Autor: James P. Roberts Data: A: Sheldon Hearn, barryp CC: exim-users Assumpte: Re: [Exim] CRLF input through pipe causes mangled headers
> > I used tcpdump to take a look at the traffic Exim was generating > > both for SMTP and LMTP delivery of these CRLF terminated messages,
> > and found that Exim *is* modifying the message bodies, adding an
> > extra CR, so the lines end up transmitted over the wire with CRCRLF
> > terminations.
> >
> > So Exim is already violating point #1, but it has to, because
> > as Philip said - it's a Unix world, and most files have just LF
> > termination. Exim usually needs to add CR to make it legal SMTP -
> > it's just that in this case, they're already there, but unfortunately
> > Exim is just blindly adding some more.
>
> Hang on, you're misunderstanding the results you see.

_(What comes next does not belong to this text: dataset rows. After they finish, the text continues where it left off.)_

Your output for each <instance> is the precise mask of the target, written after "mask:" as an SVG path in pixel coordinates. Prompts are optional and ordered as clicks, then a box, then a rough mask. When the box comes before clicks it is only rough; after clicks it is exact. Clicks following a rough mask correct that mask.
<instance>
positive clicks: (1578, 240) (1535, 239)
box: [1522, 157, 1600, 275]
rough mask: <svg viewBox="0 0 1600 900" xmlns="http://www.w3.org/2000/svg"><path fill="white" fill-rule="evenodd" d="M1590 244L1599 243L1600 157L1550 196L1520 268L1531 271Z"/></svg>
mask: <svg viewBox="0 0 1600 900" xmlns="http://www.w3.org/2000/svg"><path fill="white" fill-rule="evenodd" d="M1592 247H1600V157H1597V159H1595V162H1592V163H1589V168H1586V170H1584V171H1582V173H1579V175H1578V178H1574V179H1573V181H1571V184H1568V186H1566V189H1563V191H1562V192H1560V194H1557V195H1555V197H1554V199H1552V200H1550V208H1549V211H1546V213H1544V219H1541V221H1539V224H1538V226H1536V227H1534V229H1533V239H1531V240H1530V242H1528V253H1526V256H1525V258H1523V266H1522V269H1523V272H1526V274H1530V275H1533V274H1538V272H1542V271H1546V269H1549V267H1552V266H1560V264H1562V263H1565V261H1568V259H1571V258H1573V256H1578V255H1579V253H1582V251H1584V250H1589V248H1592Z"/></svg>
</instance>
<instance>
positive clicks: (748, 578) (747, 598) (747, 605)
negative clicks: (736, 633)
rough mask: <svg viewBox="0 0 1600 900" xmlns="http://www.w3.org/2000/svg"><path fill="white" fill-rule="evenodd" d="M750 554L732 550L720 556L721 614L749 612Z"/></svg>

You're looking at
> the message "in transit", where it's governed by network transport
> rules. Those extra CRs you're seeing are removed at the other end of
> the transport pipe, as mandated by the standards.
>
> What we're talking about, with respect to changing message bodies, is
> that Exim shouldn't make changes that are visible OUTSIDE the scope of
> transport. This is also mandated (to varying degrees depending on
> context) by the standards.
>
> Ciao,
> Sheldon.
Ah. Thanks for the clarification. I completely agree with that concept.
Just as, for example, using SSL to encrypt a message in transport, which
obviously modifies things in transit, but make no changes to the contents
coming out the other end of the pipe. Cool. I think I get it.